The grace period for the domain was gone. She was VERY fortunate that none of the bots slurped up her expired domain. She was able to buy it again. Her site was gone. There were no back ups because she stopped paying for them over a year ago. No one had worked on her site for over a year. She had nothing. I knew how to get her OLD site back to a degree. Her site wasn’t super complex – a few forms, slideshows, videos, not a full ecommerce site or something with a complex private section for members. Basic brochure site with a blog. “I can rebuild it in a day or two.” I reassured her. She calmed down, didn’t care how, she was grateful. I’m grateful she knew to contact me. I had her purchase her domain and put me in as the tech back up for it. We found her a good hosting solution and started fresh. It was a great opportunity to thin it out, lose many outdated content that wasn’t generating and traffic. We got the mail set up with Google within an hour and she was able to do her best to get going again. She had been using Google before, so it was a matter of setting up all the verification with her domain records.
LESSON 3: Paying Google to host your mail gives you access to their support team.
They have always been helpful and solved my issues with mail and business profiles. It’s worth it!
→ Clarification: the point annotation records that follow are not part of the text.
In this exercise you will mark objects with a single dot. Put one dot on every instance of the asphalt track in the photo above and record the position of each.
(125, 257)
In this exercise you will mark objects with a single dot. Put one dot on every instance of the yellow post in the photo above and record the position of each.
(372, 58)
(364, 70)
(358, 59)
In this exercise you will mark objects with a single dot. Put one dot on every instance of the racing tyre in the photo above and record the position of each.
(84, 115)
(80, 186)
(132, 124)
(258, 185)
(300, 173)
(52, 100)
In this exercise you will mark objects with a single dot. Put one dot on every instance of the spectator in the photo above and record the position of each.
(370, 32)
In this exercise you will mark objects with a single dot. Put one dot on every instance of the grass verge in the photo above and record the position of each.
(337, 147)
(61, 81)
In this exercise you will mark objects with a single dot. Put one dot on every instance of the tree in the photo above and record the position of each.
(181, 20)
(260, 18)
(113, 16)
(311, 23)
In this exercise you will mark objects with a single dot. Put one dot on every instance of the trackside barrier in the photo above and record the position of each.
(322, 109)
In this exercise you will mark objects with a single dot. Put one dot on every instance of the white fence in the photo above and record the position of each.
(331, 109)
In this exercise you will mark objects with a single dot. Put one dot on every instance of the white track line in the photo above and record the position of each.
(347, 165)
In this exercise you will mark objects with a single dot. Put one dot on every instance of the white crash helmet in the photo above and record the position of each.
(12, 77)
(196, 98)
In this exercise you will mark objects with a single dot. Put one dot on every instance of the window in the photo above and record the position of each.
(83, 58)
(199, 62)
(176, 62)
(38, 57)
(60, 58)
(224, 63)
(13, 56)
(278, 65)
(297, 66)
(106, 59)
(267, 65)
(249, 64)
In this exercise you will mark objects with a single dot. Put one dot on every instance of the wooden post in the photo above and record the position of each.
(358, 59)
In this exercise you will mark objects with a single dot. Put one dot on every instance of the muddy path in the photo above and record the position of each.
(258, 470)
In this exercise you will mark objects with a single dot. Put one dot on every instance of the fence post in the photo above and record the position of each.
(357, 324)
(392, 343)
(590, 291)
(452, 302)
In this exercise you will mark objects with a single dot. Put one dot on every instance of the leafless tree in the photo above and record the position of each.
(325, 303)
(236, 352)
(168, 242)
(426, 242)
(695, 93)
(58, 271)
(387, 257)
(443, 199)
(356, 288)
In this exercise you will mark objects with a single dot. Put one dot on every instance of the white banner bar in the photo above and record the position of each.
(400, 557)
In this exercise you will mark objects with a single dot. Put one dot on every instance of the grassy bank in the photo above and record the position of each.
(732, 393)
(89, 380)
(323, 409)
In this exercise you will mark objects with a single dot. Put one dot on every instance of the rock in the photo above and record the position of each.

You never have to accept from a supplier that they will set it up FOR YOU. It’s YOURS. You need to be the main email account, the main admin, the credit card you can enter yourself if you don’t completely trust your supplier. But if you don’t completely trust them, why are they your supplier? Even if you don’t ever login to the back end of anything, you can. Any web services provider should be willing to show you how to EASILY edit your own site. You should never have to ask them to make text edits for you – ever. When they build something for you, it needs to be done in such a way that you can pop in and make a quick change. These are the most common rescues I make – people who get a website built by a provider they can only email and don’t have access to make any changes to plugins, templates, basic content other than blog posts. That’s just wrong. If this is you, you are being held hostage, digitally.